Courtesy of Paula Scanlan

“It’s incredibly vulnerable,” she added. “I had nightmares for weeks about men being there while we were dressing.”

Now Scanlan fears biological males in women’s leagues will deter the next generation of female athletes. On July 27, she testified before the House Judiciary Subcommittee on the Constitution and Limited Government in defense of women’s sports.

“If there had been a man on my team in high school, I would have quit, and I would literally have nothing,” she told The Post. “I would never have gotten into a good college. My entire life would have been derailed.

“If even one girl is discouraged from competing in sports over this, we’ve failed,” Scanlan added. “It’s so important to give girls these same opportunities.”

Paula Scanlan at her graduation

Scanlan says critics often shut her down concerns by calling her “transphobic.”
Courtesy of Paula Scanlan

In retrospect, Scanlan said the decision to allow Thomas to change in the main locker room rather than an individual family bathroom was made without any meaningful solicitation of input from her teammates, most of whom she believes shared her reservations.
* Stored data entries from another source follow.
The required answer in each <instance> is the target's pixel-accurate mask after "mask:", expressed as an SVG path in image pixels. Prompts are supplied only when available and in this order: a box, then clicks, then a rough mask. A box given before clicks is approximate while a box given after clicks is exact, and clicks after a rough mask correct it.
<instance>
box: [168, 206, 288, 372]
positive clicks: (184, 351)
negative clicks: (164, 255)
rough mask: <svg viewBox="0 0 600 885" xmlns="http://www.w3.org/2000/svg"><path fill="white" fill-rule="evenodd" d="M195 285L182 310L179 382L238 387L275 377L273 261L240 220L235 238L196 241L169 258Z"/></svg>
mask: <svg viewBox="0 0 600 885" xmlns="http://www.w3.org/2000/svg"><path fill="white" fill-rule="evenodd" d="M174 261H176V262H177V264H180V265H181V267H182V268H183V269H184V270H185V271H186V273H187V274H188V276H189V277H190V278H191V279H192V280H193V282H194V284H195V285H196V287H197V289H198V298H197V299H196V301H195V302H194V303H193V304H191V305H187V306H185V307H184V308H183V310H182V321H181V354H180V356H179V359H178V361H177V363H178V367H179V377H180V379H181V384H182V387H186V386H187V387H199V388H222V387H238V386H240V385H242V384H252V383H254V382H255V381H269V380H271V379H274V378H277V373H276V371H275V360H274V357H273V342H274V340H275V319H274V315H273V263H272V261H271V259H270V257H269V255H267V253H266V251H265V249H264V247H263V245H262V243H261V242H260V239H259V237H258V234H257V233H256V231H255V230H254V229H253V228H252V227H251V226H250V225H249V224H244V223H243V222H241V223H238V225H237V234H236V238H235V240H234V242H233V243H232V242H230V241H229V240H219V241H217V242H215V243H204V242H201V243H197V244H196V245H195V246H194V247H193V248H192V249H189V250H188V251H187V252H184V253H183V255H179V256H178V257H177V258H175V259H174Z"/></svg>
“If we had had more open conversations and more discussions, so much of this could have been avoided,” she said.

But, rather than engage in meaningful dialogue, those who disagree with her have pummeled her with insults and accusations of transphobia.

“Telling me I’m transphobic doesn’t change my beliefs. It doesn’t change how I felt. It doesn’t change the nightmares I was having,” she said. “It’s just an excuse.”

Paula Scanlan
Scanlan says changing with Lia Thomas made her and fellow teammates feel “vulnerable.”
Twitter / @PaulaYScanlan

“Most people on the other side of this issue have never come up with a single constructive thing to say to me. They just name call.”

Since graduating last year, Scanlan, who majored in Computer Science and is pursuing a career in product management in New York City, has partnered with the Independent Women’s Forum to advocate for women’s sports.

She says her primary animating concern is the precedent that Thomas’s presence in her locker room set.

“We didn’t end up being in any real true danger in that locker room,” she said. “But what’s scarier for me is what we’re inviting as a society by allowing this. We’re inviting any man that might have bad intentions to come in.

“Just because Lia didn’t have bad intentions doesn’t mean that someone else doesn’t.”